Shavuot is a Jewish holiday that commemorates the single most important event in Israel’s history: the giving of the Torah (the first five books in the Hebrew Bible) to Moses at Mount Sinai. Although it is not as well known among non-Jews as Passover or Sukkot, the Feast of Booths, it is one of the three major festivals often called “pilgrim” festivals because all Jewish males were required to observe them at the Holy Temple in Jerusalem.
More than 3,000 years ago, after leaving Egypt on the night of Passover, the Jews traveled to the Sinai desert. There, they experienced divine revelation as God gave the Jewish people His Law. In Deuteronomy 4:10–13, Moses reminded the people of that experience:
“Remember the day you stood before the Lord your God at Horeb [Sinai] . . . You came near and stood at the foot of the mountain while it blazed with fire to the very heavens, with black clouds and deep darkness. Then the Lord spoke . . . He declared to you his covenant, the Ten Commandments, which he commanded you to follow and then wrote them on two stone tablets.”
Shavuot is the culmination of the seven weeks between Passover and the giving of the Law. Indeed, the very term Shavuot means “weeks.” Since Shavuot occurs 50 days after the first day of Passover, it is sometimes known as Pentecost, which is a Greek word that means “fifty.” Jesus’ followers were in Jerusalem celebrating Pentecost when the Holy Spirit was given to them, and so, many churches today celebrate Pentecost as the birth of the church.
The two holidays, Passover and Shavuot, are linked by more than just their proximity.

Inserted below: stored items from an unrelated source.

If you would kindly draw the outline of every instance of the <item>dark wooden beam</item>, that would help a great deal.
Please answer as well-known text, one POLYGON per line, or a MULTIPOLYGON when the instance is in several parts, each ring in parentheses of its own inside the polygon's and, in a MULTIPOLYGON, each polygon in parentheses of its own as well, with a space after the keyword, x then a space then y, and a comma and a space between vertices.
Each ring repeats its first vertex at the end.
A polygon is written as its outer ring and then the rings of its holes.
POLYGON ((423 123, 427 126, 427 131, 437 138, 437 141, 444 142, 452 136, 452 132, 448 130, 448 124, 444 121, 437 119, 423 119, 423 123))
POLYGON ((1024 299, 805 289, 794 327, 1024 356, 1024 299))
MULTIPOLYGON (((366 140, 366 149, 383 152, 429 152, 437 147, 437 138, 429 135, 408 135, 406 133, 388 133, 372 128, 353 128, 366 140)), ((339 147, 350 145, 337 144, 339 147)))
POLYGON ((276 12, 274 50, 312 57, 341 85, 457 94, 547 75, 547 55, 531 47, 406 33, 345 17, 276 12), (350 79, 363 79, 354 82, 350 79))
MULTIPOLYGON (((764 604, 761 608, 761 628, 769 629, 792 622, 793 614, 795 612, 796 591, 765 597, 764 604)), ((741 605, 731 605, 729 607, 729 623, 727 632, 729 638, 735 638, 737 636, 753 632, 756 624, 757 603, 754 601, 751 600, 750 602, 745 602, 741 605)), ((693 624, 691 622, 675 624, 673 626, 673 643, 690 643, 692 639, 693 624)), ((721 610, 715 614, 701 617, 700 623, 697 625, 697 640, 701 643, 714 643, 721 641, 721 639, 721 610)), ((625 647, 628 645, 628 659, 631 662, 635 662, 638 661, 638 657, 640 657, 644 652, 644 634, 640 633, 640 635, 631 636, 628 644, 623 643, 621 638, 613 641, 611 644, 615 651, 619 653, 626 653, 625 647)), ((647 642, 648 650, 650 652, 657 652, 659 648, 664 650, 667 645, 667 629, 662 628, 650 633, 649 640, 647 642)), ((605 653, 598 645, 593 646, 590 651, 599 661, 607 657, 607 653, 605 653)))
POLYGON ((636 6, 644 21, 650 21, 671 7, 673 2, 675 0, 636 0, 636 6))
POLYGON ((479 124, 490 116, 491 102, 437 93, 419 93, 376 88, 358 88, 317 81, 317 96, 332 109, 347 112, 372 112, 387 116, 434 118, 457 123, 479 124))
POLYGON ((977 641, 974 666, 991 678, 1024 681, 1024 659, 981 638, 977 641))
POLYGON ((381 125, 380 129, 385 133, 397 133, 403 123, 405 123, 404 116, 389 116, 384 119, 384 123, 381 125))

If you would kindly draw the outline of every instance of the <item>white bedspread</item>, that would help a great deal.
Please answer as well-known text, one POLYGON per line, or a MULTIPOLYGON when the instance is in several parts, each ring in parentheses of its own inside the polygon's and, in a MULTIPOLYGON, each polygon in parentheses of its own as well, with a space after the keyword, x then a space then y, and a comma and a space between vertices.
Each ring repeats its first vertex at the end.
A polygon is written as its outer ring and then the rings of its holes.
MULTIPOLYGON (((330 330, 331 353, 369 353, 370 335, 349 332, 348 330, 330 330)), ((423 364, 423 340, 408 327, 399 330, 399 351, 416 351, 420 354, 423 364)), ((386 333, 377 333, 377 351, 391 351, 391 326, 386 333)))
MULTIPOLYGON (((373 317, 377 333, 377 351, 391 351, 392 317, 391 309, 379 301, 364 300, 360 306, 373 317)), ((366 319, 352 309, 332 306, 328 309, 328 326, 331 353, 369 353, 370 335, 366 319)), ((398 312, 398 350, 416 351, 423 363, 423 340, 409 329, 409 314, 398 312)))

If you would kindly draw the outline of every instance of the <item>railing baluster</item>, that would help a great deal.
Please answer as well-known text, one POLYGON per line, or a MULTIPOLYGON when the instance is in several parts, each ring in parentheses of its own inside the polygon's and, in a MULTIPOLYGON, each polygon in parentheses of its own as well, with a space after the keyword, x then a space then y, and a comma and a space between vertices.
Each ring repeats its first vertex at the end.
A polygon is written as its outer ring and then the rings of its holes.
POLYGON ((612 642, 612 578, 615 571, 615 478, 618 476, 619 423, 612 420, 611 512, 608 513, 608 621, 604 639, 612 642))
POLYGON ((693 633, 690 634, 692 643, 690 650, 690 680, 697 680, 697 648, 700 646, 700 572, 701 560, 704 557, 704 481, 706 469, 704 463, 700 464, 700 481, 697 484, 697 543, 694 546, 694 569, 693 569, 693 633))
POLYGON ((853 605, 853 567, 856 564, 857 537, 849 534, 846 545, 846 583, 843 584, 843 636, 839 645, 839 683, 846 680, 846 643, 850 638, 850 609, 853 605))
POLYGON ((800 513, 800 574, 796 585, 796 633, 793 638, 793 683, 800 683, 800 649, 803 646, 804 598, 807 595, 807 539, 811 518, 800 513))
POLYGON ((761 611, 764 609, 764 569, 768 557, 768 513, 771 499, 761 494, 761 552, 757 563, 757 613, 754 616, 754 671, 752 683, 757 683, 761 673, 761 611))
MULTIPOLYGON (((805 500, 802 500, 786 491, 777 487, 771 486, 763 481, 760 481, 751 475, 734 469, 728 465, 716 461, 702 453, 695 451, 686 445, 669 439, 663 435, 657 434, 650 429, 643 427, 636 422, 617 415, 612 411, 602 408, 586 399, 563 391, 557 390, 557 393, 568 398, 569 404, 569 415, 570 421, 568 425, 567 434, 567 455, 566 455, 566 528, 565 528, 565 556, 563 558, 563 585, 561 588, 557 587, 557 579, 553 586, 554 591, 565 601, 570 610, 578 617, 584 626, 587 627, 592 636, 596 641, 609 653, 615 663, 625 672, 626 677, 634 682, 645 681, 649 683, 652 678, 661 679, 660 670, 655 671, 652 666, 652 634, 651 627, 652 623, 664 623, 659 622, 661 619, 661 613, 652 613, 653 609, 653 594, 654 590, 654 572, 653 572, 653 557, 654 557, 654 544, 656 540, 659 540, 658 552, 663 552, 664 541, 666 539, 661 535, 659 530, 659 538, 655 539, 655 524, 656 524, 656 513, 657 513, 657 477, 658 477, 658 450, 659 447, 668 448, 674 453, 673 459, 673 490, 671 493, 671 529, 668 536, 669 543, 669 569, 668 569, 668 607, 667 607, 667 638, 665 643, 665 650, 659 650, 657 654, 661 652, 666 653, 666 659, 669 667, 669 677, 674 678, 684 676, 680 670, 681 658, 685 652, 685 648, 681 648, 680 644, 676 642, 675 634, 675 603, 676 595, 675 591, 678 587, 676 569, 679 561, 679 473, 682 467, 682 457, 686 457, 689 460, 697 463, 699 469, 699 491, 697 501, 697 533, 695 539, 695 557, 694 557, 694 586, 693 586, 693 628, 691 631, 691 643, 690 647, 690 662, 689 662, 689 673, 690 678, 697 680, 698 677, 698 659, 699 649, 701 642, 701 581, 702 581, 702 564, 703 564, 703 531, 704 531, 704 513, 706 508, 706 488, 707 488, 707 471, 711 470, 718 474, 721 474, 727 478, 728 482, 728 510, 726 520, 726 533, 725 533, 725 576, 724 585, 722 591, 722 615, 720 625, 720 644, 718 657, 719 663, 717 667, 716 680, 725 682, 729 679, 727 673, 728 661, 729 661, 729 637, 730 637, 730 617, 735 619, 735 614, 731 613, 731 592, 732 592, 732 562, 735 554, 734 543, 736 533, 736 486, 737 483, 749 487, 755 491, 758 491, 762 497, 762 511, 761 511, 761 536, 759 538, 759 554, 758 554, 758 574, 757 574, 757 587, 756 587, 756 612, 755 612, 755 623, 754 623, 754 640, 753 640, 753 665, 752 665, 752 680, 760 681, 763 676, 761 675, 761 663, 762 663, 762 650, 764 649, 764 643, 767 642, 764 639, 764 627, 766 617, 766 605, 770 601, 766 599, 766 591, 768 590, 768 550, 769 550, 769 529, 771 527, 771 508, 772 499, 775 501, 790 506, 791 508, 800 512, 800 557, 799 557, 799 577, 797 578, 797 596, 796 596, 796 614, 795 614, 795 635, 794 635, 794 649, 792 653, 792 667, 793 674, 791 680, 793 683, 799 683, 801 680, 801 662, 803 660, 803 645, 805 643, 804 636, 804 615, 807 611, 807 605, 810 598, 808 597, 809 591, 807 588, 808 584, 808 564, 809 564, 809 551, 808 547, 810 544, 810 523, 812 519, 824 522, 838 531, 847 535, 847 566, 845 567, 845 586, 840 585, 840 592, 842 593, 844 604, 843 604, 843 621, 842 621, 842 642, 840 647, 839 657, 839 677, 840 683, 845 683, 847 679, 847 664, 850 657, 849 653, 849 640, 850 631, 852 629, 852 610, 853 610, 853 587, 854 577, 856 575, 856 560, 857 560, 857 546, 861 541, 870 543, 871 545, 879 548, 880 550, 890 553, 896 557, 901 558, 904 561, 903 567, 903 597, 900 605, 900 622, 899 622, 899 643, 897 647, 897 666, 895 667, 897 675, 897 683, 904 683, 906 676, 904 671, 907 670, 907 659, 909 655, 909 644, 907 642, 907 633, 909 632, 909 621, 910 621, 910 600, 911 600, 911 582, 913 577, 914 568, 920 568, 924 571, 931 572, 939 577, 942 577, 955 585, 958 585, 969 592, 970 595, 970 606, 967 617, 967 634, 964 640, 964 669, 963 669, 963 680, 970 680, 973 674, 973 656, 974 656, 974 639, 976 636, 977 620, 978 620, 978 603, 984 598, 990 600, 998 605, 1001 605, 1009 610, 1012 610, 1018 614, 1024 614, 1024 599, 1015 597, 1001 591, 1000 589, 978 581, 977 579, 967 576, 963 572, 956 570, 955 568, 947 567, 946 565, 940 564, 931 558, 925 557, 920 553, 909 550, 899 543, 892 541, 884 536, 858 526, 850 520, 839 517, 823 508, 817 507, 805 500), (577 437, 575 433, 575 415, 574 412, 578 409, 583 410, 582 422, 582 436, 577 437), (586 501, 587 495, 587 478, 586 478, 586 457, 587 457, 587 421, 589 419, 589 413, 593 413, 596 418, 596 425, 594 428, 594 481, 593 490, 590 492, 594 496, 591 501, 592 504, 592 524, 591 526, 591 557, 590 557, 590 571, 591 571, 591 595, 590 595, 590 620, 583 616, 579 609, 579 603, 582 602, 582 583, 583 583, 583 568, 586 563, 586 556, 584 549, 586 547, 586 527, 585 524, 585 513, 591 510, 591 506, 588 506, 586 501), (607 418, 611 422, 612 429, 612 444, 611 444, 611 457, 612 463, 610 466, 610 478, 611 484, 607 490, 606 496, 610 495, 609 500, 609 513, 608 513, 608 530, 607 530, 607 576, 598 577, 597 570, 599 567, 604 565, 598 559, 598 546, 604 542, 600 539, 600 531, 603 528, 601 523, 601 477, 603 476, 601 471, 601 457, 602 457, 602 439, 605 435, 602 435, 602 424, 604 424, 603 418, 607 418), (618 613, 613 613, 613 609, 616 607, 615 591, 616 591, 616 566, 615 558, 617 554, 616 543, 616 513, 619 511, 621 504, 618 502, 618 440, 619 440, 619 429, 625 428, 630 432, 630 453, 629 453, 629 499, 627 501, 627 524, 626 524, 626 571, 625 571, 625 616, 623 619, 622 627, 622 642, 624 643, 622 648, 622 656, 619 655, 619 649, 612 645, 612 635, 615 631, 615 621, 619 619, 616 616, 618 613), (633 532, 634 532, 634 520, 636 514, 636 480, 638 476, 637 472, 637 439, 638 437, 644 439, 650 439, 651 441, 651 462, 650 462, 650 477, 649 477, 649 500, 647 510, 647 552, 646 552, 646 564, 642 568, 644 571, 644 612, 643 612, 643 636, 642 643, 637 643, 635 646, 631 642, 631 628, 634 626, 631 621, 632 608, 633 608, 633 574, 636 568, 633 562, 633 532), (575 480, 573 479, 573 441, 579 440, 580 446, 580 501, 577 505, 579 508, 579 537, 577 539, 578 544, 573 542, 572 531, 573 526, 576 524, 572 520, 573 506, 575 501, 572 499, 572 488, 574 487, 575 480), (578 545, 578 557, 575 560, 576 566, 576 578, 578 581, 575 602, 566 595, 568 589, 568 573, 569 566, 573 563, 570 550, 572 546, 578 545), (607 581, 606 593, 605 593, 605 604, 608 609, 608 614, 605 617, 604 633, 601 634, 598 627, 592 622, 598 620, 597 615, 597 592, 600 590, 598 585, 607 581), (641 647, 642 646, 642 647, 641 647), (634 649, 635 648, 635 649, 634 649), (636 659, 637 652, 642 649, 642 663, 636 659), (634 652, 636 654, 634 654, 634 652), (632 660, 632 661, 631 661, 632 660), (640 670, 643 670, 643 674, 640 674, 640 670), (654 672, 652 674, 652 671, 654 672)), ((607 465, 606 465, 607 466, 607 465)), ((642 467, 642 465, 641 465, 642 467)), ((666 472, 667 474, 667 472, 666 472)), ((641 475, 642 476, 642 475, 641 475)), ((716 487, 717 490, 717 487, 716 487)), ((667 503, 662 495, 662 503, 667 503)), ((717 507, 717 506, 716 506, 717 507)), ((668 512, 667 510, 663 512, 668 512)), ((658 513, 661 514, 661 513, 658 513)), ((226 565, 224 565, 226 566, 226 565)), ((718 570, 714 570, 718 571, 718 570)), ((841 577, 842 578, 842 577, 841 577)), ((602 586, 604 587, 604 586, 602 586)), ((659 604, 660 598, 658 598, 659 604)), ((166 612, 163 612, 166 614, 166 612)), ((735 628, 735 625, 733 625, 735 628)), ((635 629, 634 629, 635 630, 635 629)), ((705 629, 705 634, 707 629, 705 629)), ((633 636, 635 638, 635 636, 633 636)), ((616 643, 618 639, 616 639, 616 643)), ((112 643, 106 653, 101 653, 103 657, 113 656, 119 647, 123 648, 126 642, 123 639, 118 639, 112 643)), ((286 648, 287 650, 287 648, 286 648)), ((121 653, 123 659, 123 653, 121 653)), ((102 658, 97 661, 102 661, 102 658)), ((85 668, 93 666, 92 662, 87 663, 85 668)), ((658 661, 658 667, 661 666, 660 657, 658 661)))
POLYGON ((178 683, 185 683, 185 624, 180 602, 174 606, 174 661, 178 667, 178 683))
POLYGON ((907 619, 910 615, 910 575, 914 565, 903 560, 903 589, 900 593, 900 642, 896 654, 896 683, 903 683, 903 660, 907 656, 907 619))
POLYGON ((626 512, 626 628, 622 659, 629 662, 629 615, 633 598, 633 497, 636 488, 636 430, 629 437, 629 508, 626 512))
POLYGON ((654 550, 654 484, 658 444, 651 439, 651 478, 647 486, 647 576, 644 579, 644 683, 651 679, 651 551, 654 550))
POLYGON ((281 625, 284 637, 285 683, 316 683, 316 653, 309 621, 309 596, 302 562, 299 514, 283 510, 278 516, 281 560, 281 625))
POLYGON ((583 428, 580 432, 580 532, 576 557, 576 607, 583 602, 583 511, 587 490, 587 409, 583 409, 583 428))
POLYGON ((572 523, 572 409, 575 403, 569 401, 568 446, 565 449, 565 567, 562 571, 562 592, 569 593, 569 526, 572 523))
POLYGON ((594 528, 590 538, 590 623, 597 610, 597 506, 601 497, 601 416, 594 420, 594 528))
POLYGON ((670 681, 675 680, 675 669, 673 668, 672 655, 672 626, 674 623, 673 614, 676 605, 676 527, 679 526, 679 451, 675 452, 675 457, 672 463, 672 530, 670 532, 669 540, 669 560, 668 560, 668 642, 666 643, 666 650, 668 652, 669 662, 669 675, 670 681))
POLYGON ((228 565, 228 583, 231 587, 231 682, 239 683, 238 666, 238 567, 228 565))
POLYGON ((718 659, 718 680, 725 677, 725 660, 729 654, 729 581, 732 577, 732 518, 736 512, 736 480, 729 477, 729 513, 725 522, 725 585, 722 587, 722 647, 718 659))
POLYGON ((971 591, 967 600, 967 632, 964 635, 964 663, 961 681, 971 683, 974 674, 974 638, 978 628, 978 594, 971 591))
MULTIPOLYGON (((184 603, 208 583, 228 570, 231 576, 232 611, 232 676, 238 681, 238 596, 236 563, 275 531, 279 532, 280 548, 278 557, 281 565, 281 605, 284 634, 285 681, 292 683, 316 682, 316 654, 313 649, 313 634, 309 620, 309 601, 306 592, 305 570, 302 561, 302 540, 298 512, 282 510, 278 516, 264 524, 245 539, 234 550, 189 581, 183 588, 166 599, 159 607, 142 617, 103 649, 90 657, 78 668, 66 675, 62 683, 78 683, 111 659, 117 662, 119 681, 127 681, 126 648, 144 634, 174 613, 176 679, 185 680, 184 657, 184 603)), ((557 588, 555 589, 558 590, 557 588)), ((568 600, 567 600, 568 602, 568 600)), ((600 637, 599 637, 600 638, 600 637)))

The Exodus from Egypt, which Passover celebrates, marked the beginning of physical freedom for the Jewish people. But Shavuot is a reminder for the Jews that physical liberation was incomplete without the spiritual redemption represented by receiving God’s law. Shavuot is also called Atzeret, meaning “the completion,” because together with Passover it forms the completion of a unit. Jews gained their freedom from Egypt on Passover in order to receive the Torah on Shavuot.
The earlier celebrations of Shavuot were more agricultural in nature and motif. In ancient times, sheaves of barley (the winter crop) were brought to the Temple each day, starting on Passover until Shavuot, the beginning of the harvesting season 50 days later. Farmers looked forward to Shavuot with great anticipation. When it finally arrived, the people would bring their first fruits to the Temple amid great pomp and ceremony. They rejoiced before God and thanked Him for their material blessings.
With the destruction of the Second Temple and the forced separation of the Jewish people from their land, the centrality of the harvest motif diminished. Instead, the theme of the anniversary of the revelation of the Torah to Moses on Mount Sinai gained dominance—a theme continued today.
Many Jews today celebrate Shavuot by staying up the entire night studying and learning the Torah. At synagogue services on Shavuot morning, the Ten Commandments are read and the people reaffirm their commitment to treasure and obey God’s Law. According to a well-known Jewish Midrash (the oral traditions that eventually were written down), God initially offered the Torah to each of 70 nations, who would not accepted it without first asking what it was about. After hearing the commandments, each nation had some excuse for not accepting them. God finally turned to the nation of Israel, who said “kol asher diber Adonai na’aseh,” which means “all that the LORD says we will do.” Unlike the other nations, Israel chose the Torah before knowing its contents (Exodus 19:8).
Today, after the reading of the Ten Commandments during Shavuot, Jews reaffirm their commitment to God, to the Torah, and to their faith, by repeating those same words: “All that the LORD says we will do.”
The book of Ruth is also traditionally read on Shavuot morning because of its link to the harvest season (when the story takes place) and because of Ruth’s acceptance of the Jewish faith and God. Ruth was a brave, non-Jewish woman, whose love for God and the Torah led her to convert to Judaism. Ruth has a further connection to Shavuot because she was the great-grandmother of King David who, according to tradition, was born and died on Shavuot.